The development of parks across Canada was only possible because the male labourers were paid below market wage and had no other job opportunities. Thousands of men worked for the Parks Department from 1914 to 1915. These men included relief workers during the Great Depression and prisoners of both World Wars. Harkin was satisfied with his new work force because he was able to pay them twenty-five cents a day, while the daily wage in an isolated camp was two dollars.
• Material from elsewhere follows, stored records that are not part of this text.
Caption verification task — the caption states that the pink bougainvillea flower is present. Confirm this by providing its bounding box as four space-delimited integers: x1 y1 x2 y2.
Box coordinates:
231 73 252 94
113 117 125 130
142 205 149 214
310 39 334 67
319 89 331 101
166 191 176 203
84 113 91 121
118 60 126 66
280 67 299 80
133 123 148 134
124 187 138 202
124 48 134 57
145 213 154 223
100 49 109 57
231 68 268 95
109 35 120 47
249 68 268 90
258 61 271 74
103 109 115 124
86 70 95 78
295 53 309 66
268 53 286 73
This labour wage differential caused a protest at Yoho Park, where the men refused to work as market wages had increased to twelve dollars a day while they continued to receive twenty-five cents. The situation escalated beyond Harkin's control and caused him to ask the Department of Defense to take over; the men responded by a failed attempt to dig their way out of the park and escape. Eventually, the camp was closed and the men were released.
In 1924, the mine at Brule in Jasper National Park was closed. Alberta asked Ottawa and the Parks Branch for aid to go towards the newly unemployed. Harkin responded by telling the park superintendent to provide groceries if conditions were desperate, but not cash as he did not want to encourage further demands. By 1929, the Jasper Parks superintendent was desperately seeking financial support and asked Harkin for $20,000 to go towards work-for-relief projects, but Harkin refused. The declining conditions in Jasper presaged the stock market crash in 1929. Crops began to fall and by 1933, one-fifth of the work force was unemployed while 15% of Canadians were on relief.
Also, in 1932, Harkin enforced the six-day work week because he felt the parks' workers would be more compliant when occupied. He stripped his workers of civil liberties including restrictions on alcohol consumption. Restrictions lead to protests from his workers. Harkin needed to gain control of the protests. He did this by enforcing a law that prohibited collective organizations and would fire any individual on strike.